What do you think about those results?

In [86]:
# TODO: Print the 3 or 4 most significant words of each topic
topics = lsi.print_topics(num_topics=4, num_words=3)
for topic in topics:
    topic_words = [word.split('*')[1] for word in topic[1].split(' + ')]
    topic_weights = [word.split('*')[0] for word in topic[1].split(' + ')]
    print('({}, {})'.format(topic[0], ' * '.join(['{}*{}'.format(round(float(weight), 3), word) for weight, word in zip(topic_weights, topic_words)])))

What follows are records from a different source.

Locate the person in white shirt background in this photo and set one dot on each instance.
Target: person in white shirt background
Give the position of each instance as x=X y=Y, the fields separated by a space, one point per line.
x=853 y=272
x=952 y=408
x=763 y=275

(0, 0.456*"man" * 0.388*"polic" * 0.316*"charg")
(1, 0.436*"second" * 0.412*"90" * 0.34*"abc")
(2, 0.381*"man" * 0.276*"charg" * 0.267*"second")
(3, -0.77*"polic" * 0.241*"man" * 0.216*"charg")


Now let's try to use LDA instead of LSA using Gensim

In [102]:
# # TODO: Compute LDA
from gensim.models import LdaModel


lda1 = LdaModel(corpus=tfidf_corpus, num_topics=5,id2word=id2word,passes=10)



In [73]:
# TODO: print the most frequent words of each topic
print(lda1.print_topics())

[(0, '0.004*"resid" + 0.003*"strike" + 0.003*"polic" + 0.003*"sentenc" + 0.003*"appeal" + 0.003*"liber" + 0.002*"author" + 0.002*"start" + 0.002*"escap" + 0.002*"brisban"'), (1, '0.007*"miss" + 0.003*"found" + 0.003*"budget" + 0.003*"search" + 0.003*"countri" + 0.003*"hour" + 0.003*"interview" + 0.003*"hit" + 0.003*"first" + 0.003*"high"'), (2, '0.008*"polic" + 0.006*"man" + 0.005*"charg" + 0.005*"kill" + 0.005*"crash" + 0.003*"death" + 0.003*"court" + 0.003*"driver" + 0.003*"car" + 0.003*"fire"'), (3, '0.005*"abc" + 0.005*"second" + 0.005*"news" + 0.005*"rate" + 0.004*"weather" + 0.004*"busi" + 0.004*"council" + 0.003*"90" + 0.003*"rural" + 0.003*"plan"'), (4, '0.004*"new" + 0.004*"chang" + 0.003*"test" + 0.003*"arrest" + 0.003*"alleg" + 0.003*"guilti" + 0.003*"court" + 0.003*"face" + 0.003*"blaze" + 0.003*"flood"')]


Now, how does it work with LDA?

Let's make some visualization of the LDA results using pyLDAvis.

In [89]:
# TODO: show visualization results of the LDA
!pip install pyLDAvis
!pip install pandas --upgrade



Depending on your results, you can try to fine tune the algorithm: number of topics, hyperparameters...
And check with others their results.

In [100]:
import pyLDAvis
import pyLDAvis.gensim

pyLDAvis.enable_notebook()
vis = pyLDAvis.gensim.prepare(topic_model=lda1, corpus=bow, dictionary=id2word)
vis



BrokenProcessPool: A task has failed to un-serialize. Please ensure that the arguments of the function are all picklable.